McLaren providing ‘useful guide’ to Mercedes


The development of McLaren this year is proving useful for Mercedes

The development of McLaren this year is proving useful for Mercedes – Image: Charles Coates/XPB

Mercedes technical director James Allison feels McLaren is providing “a useful guide” to the eight-time F1 constructors’ champions with regard to potential progression into next season.

From a winter of discontent for McLaren, as it readily conceded it was behind on its development curve that led to a woeful opening few races, the team has surged forward to being the second-best on the grid of late.

That was underlined by the front-row lockout for the Qatar sprint, spearheaded by Oscar Piastri, with the Australian and team-mate Lando Norris going on to secure a sensational victory in the one-third distance race.
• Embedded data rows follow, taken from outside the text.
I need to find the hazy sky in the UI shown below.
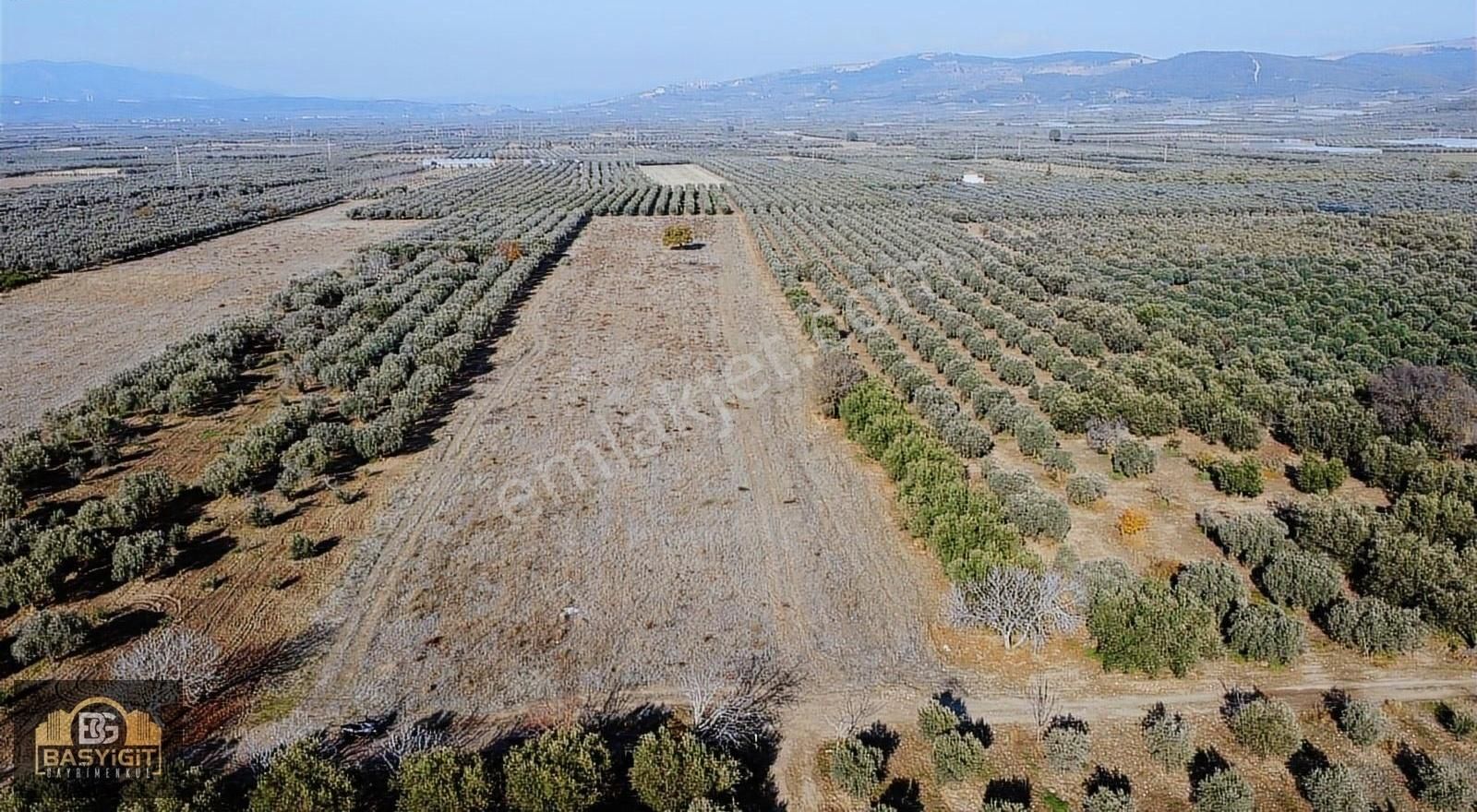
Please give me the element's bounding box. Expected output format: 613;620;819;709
0;0;1477;102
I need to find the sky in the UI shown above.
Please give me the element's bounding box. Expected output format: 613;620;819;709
0;0;1477;103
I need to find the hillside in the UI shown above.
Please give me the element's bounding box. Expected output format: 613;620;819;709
579;40;1477;115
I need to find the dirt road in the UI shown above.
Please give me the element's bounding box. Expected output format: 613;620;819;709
316;217;936;713
0;202;423;437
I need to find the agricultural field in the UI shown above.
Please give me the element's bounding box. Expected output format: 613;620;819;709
0;111;1477;812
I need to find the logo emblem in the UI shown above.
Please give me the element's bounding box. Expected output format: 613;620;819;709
34;697;164;778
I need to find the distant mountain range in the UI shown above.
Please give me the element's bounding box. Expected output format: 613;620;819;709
0;39;1477;121
594;39;1477;115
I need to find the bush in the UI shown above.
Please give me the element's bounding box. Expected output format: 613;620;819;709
933;731;985;784
1208;456;1261;496
1228;697;1303;758
1282;496;1375;567
1041;716;1093;772
662;224;692;248
919;699;958;738
1066;474;1108;505
1083;785;1137;812
830;736;884;800
811;349;867;418
1226;603;1307;666
1142;703;1194;770
1322;596;1425;655
1257;548;1344;608
1199;511;1288;567
394;747;492;812
1174;559;1246;618
1369;362;1477;453
1398;748;1477;812
1327;691;1390;747
246;493;276;527
10;610;91;666
111;526;185;583
502;728;610;812
1302;765;1369;812
1004;490;1073;541
1087;579;1220;676
1192;768;1257;812
1435;701;1477;741
248;741;356;812
1112;440;1154;477
0;482;25;521
1292;453;1349;493
1117;508;1149;539
286;533;318;561
630;728;740;812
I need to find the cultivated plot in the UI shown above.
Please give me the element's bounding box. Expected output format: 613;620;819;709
318;217;938;713
0;202;419;437
638;164;726;186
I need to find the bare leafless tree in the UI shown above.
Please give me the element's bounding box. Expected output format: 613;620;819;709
378;725;446;770
943;567;1083;648
113;626;222;706
681;654;796;747
1025;675;1062;738
832;691;882;738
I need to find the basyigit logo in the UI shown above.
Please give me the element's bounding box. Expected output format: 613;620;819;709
32;696;164;778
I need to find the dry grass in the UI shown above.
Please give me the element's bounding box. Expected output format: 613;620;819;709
0;202;418;437
637;164;726;186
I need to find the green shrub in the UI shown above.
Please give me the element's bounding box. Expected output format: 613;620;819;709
1174;559;1246;617
393;747;492;812
1292;453;1349;493
248;741;356;812
1332;696;1390;747
1140;703;1194;770
286;533;318;561
502;728;610;812
1112;440;1155;477
1004;490;1073;542
1041;716;1093;772
830;736;884;800
1401;750;1477;812
1302;765;1369;812
1194;768;1257;812
933;731;985;784
1285;496;1375;567
1199;511;1288;567
1322;596;1425;655
1226;603;1307;666
246;493;276;527
1435;701;1477;741
1087;579;1220;676
10;610;91;666
1083;785;1137;812
1208;456;1263;496
1066;474;1108;505
630;728;740;812
1257;548;1344;608
0;482;25;521
1228;697;1303;758
919;699;958;738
The nature of the Lusail International Circuit played to the strengths of the MCL60 which has become strong in high speed, an area Allison believes could be of inspiration for Mercedes.

“Absolutely chapeau to them for having come from more or less the worst car, or vying for it, to being second quickest,” said Allison, speaking to Sky Sports F1.

“That makes us see what’s doable but actually that isn’t most of our focus.

“It’s more that when you look at any of the cars on the grid and you see the type of corners they’re strong in, the type of corners they’re weak in, you can sort of reverse engineer a bit from that – what are the characteristics that will prosper over a season as a whole.

“And you can see the McLaren moving towards the direction of a Red Bull – forget the late look of the car – but in terms of the way it performs on the track, and this really impressive, sort of 225 to 250kph performance, that gives a lot of signals about what they’re targeting, in order to be strong around all the championship tracks.

“So that’s a useful guide, a useful thing to sort of let you know whether you think you’re barking up the right tree or the wrong tree.”

After almost two seasons under the new aerodynamic regulations, Mercedes has slowly made improvements, albeit not enough to push Red Bull, and it now finds itself behind McLaren at certain circuits.

Allison insists the team is “on a very good path”, and that “much of what ails us now is reasonably well understood, and we’re working to fix that”.

Time, however, is pressing for Mercedes to make inroads for the 2024 and ’25 seasons before the regulations undergo another major overhaul in 2026 with the introduction of a new power unit.

Lewis Hamilton recently remarked over the Japanese Grand Prix weekend that the team needs “the greatest six months of development” if it is to challenge Red Bull over the next two campaigns.

“He’s right about it being a very important period because all of us have got half an eye on the fact that 2026 is coming down the tracks with a big rule change again – tear everything up and start all over again,” remarked Allison.

“That will have to be done in the 2025 season under a cost cap, so in order to have the sort of firepower to do that, it’s going to mean that probably the 2025 car will not be all new.

“It means that what you do for ’24 will echo into ’25 as well because a lot of carryover will have to happen, so it’s hugely important to set the tone for what ‘4 and ‘5 will turn into.”